An oil pipeline in southern Yemen that belongs to the Korea National Oil Corporation (KNOC) exploded on Tuesday in what authorities there are suspecting was a bomb attack.
A government official in Seoul said that an oil pipeline of the Korean oil corporation that serves the Block 4 oil exploration region in the governorate of Shabwa exploded around 8 a.m. local time on Tuesday.
The official said that there were no injured parties and that the damage from the explosion was estimated to be minimal as the explosion struck a part of the 204-kilometer pipeline in which oil almost never passes through.
Yemeni authorities suspect al-Qaida militants were responsible for the explosion.
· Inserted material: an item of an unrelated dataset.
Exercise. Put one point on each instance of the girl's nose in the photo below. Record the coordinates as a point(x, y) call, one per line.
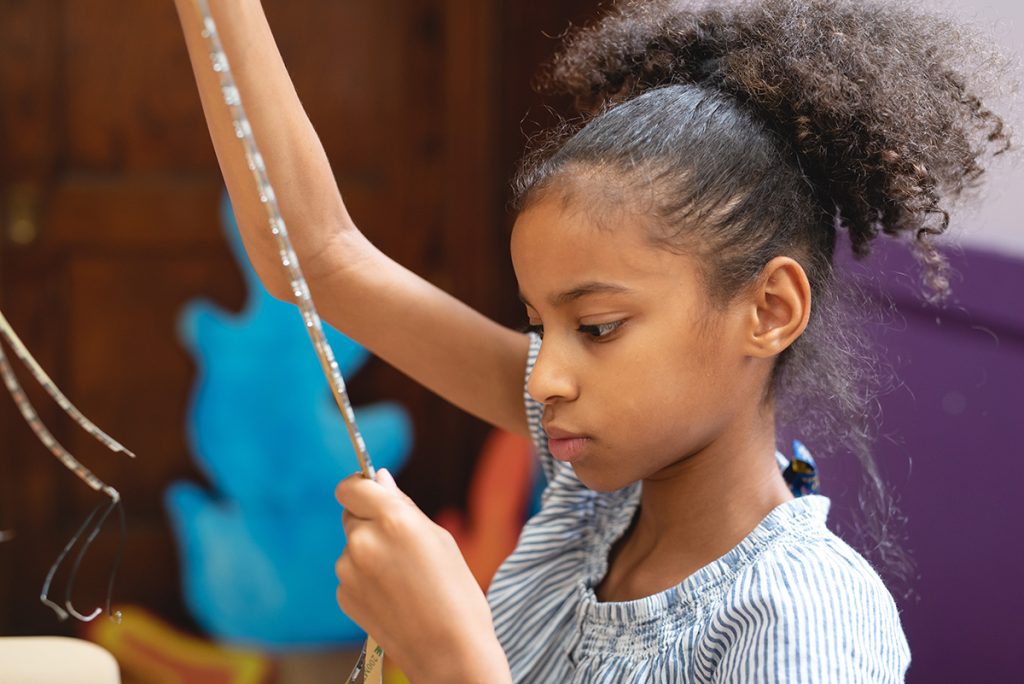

AFP earlier reported that al-Qaida claimed responsibility for the incident.
However, Seoul says that it is also investigating the possibility that locals who were excluded from the Korean corporation’s construction work on the pipeline blew it up out of spite.
The oil company said Wednesday that the damage from the explosion was not serious, citing that the amount of oil that moved through the pipeline used to be large in the past but now only stands at 150 barrels of oil per day.
The company, which is conducting restoration efforts on the damaged section of the pipeline, said that for now it is hard to speculate who was behind the incident.
KNOC acquired a 50-percent stake in the Yemen Company for Investment in Oil and Minerals in 2007 and has been developing oil fields at four sites in Yemen since the same year.